Quality grapes can’t be grown just anywhere. The THP has real terroir, as Kim McPherson and others were demonstrating. The demand for good grapes already outstrips what the state grows. The common sense of planting hot-climate varieties here, despite their difficulties of survival, is as clear as a windless morning, but identifying the best blends, after the grapes have become wine, is still a work in progress.
Such experiments must have once been conducted in Greece, Sicily, Tuscany, Rioja, the Rhône Valley, Bordeaux. The THP shares a living provenance going back to prehistoric times in the Ural Mountains, on the other side of the earth, where Vitis vinifera came from. The THP’s search for what Andy Timmons called “the Texas taste”—a signature of quality and subtle distinction—could well have been called “the Mesopotamian taste” millennia ago. Listening to him, I had a vision of some THP blend dancing in a bottle labeled “Plainage,” or “Mirage,” sitting on a restaurant table in Chicago, New York, London, Madrid, or Beijing.

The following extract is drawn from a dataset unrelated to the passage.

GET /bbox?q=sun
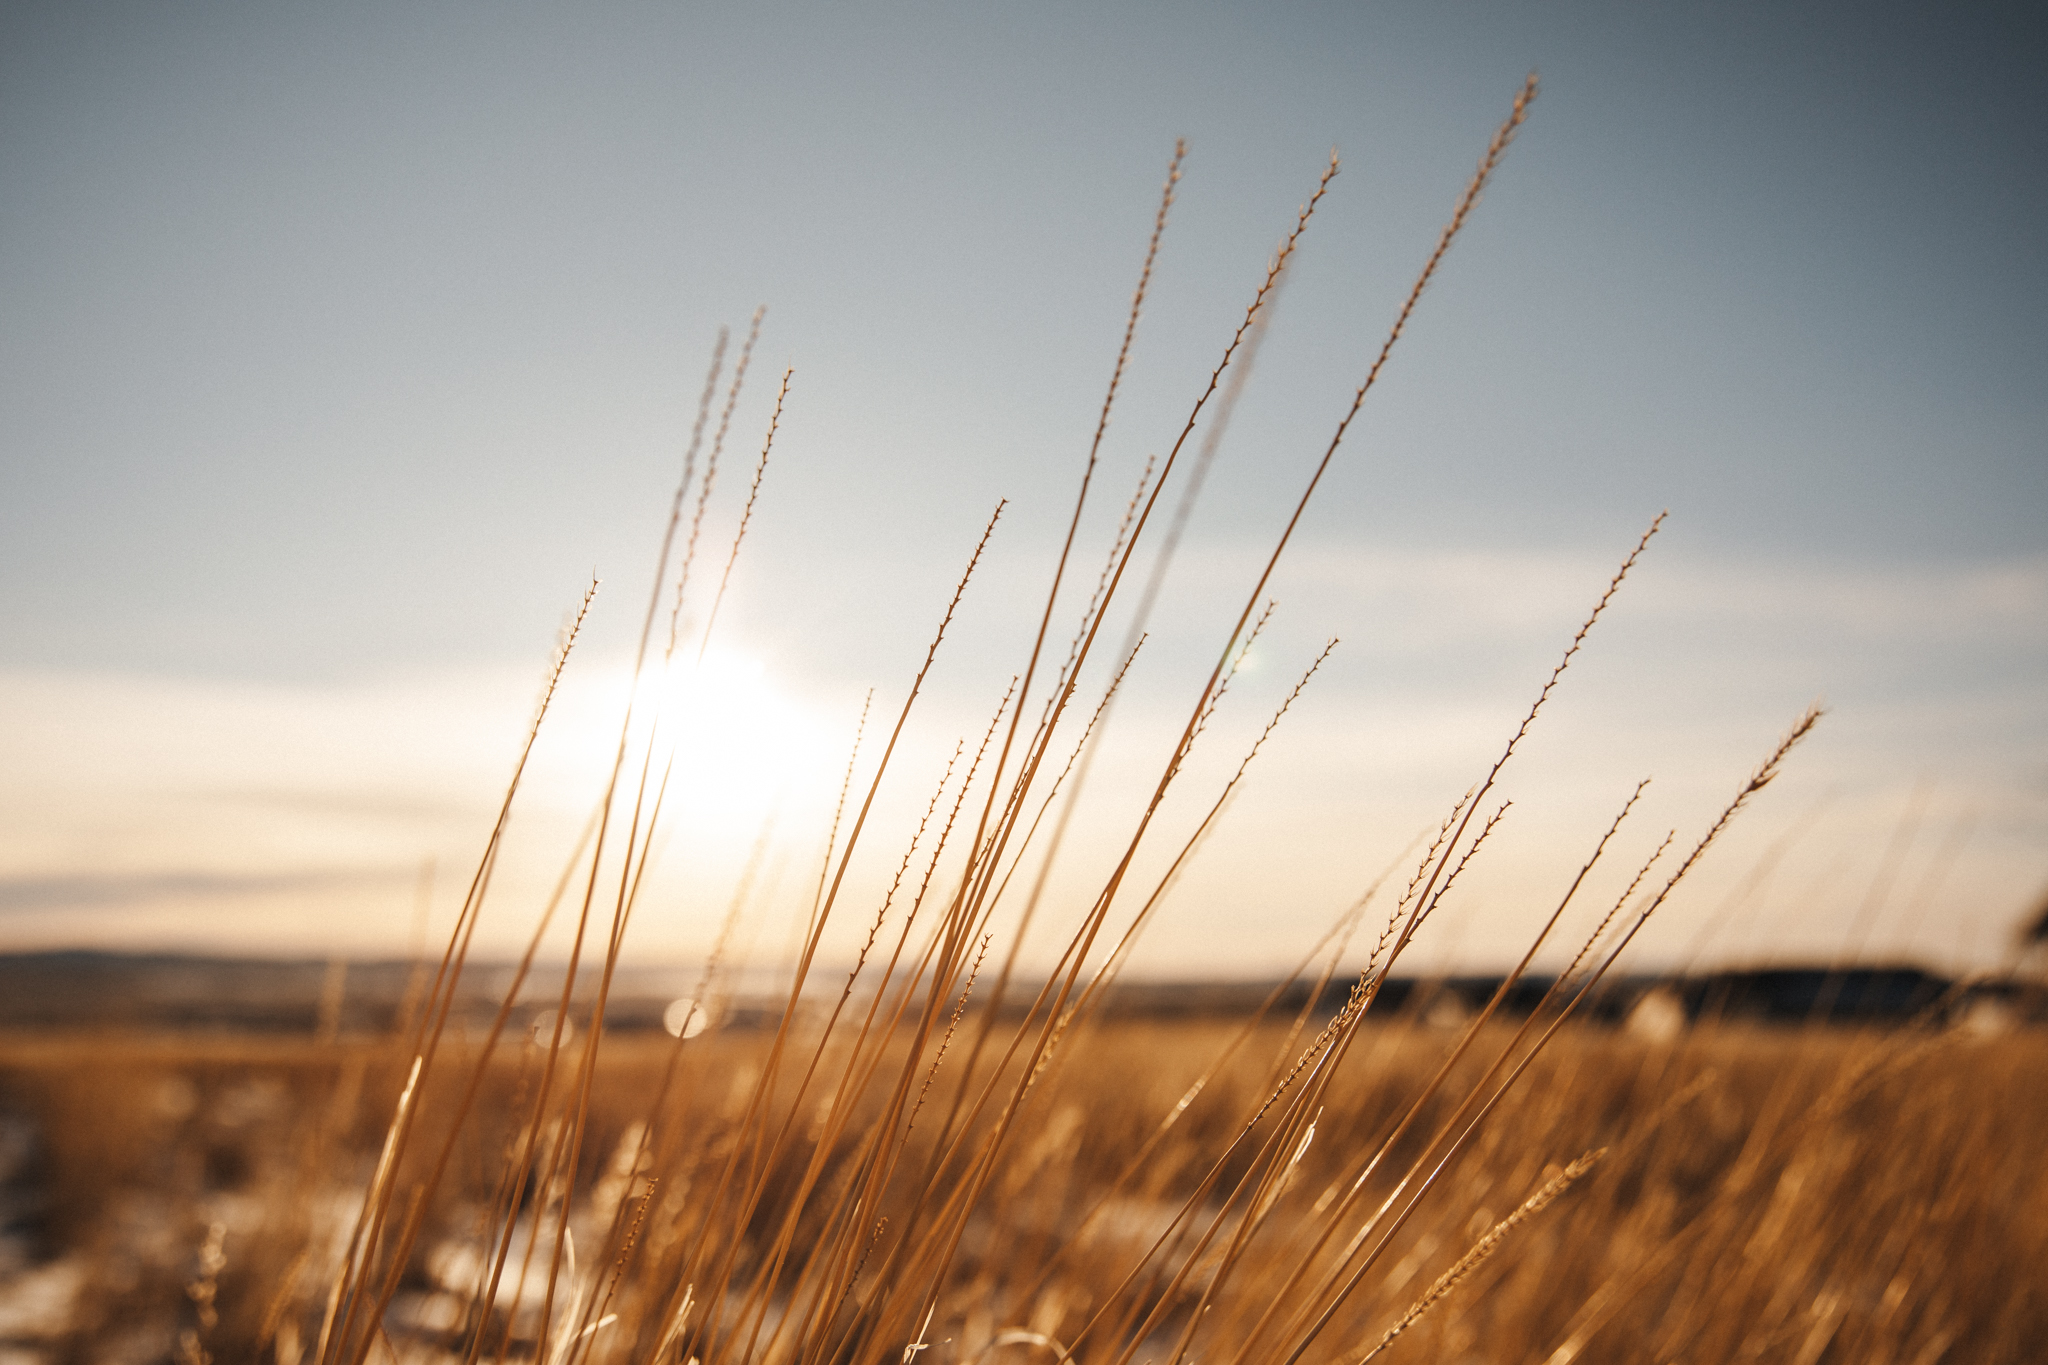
[525,644,839,844]
[649,648,836,812]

Unexpected lines cross in the THP: ethnic, historic, viticultural. Coronado’s failed expedition left behind a lot of destruction but also made a cultural addition to native Mesoamerica. It’s ironic that his country is also the origin of so many of the grapes that are proving themselves here, in intensely flavorful wine conjuring up distant landscapes as it washes down a shaving of Manchego or a fajita, some foie gras or a braised short rib.
“We’re still trying to figure it out,” I was told by the head winemaker at Llano Estacado Winery, Greg Bruni. He had taken me out to see one more vineyard, reinforcing the maxim that without good grapes you can’t make good wine. Bruni wore a padded Windbreaker between himself and the elements, and he gestured affectionately toward gnarly old cabernet sauvignon vines—“cab sauv”—planted by an Indian from Mumbai named Vijay Reddy, a soil scientist.
“These grapes are blended with our Sangiovese to produce Viviano,” he said, referring to a Llano Estacado wine and a “super Texan,” a special category. (The same blend was used in the seventies in Tuscany, where the Italians called it “super Tuscan.”) Viviano was the first Texas wine I had ever tasted, and that mouthful of flavor had brought me to West Texas, only to learn that cabernet is far from the backbone of winemaking on the Llano. Reddy, for instance, was growing twenty-eight other varieties as well.
Bruni worked for fourteen years in wineries in the Santa Cruz Mountains and could have climbed more in NoCal’s vinous meritocracy, just as Kim McPherson could have. He had recently gotten a dose of perspective on what he and his High Plains colleagues are up against when he visited Napa and told a viticulturist there about the THP’s drought, wind, dust, hail, brutal winters, and bud-killing frosts. “He said, ‘I don’t know what to tell you. We don’t have any of those problems. My main job is not to screw things up that happen naturally.’”
The hardship and the uncertainty of any given harvest seem to unite THP winemakers in common cause. Llano Estacado Winery may make ten times as much wine as McPherson Cellars, but the two are intimately linked. “Kim makes such beautiful wines,” Bruni said. “We’re lucky to have him here. I’ve known him for twenty years and feel like he’s a brother.” He added, “It’s all about pioneering. The struggle requires passion, and we’ve got that here on the High Plains.”